Rate My Professor Paul Pace

Dr. Paul Pace is a Senior Research Fellow at the Mātai Hāora – Centre for Redox Biology and Medicine in the Department of Pathology and Biomedical Science, University of Otago, Christchurch, within the Faculty of Medicine, Health Sciences Division. He obtained his BSc (Hons) from the University of London, UK, and his PhD from the University of Cambridge, UK, at the Laboratory of Molecular Biology, where he investigated DNA repair mechanisms. Prior to his current role, Pace worked at Imperial College of Science and Technology in London. His career at Otago encompasses advanced research in redox biology, contributing to the understanding of oxidative stress in disease processes.

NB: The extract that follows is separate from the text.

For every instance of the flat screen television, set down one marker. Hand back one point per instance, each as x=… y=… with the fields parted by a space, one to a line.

Pace's expertise includes molecular biology techniques such as cloning, mutagenesis, and CRISPR applications; protein biochemistry encompassing expression and purification, antibody generation and purification, immunocytochemistry, immunoprecipitation, and analytical methods; and cell biology involving cell culture, transfection, and lentiviral expression. His current research focuses on the biochemistry of peroxiredoxins and their roles in cell signalling, particularly the redox regulation of phosphorylation-dependent cell migration and transformation in cancer. He teaches components of the BBiomedSc(Hons) programme, has supervised two summer students, and co-supervises two PhD students. Key publications include 'Peroxidasin is associated with a mesenchymal-like transcriptional phenotype and promotes invasion in metastatic melanoma' (Free Radical Biology & Medicine, 2025), 'Redox proteomic analysis of H2O2-treated Jurkat cells and effects of bicarbonate and knockout of peroxiredoxins 1 and 2' (Free Radical Biology & Medicine, 2025), 'Effect of peroxiredoxin 1 or peroxiredoxin 2 knockout on the thiol proteome of Jurkat cells' (Free Radical Biology & Medicine, 2024), 'Hypothiocyanous acid reductase is critical for host colonization and infection by Streptococcus pneumoniae' (Journal of Biological Chemistry, 2024), and 'Hyperoxidized peroxiredoxin 2 interacts with the protein disulfide isomerase ERp57' (Biochemical Journal, 2013).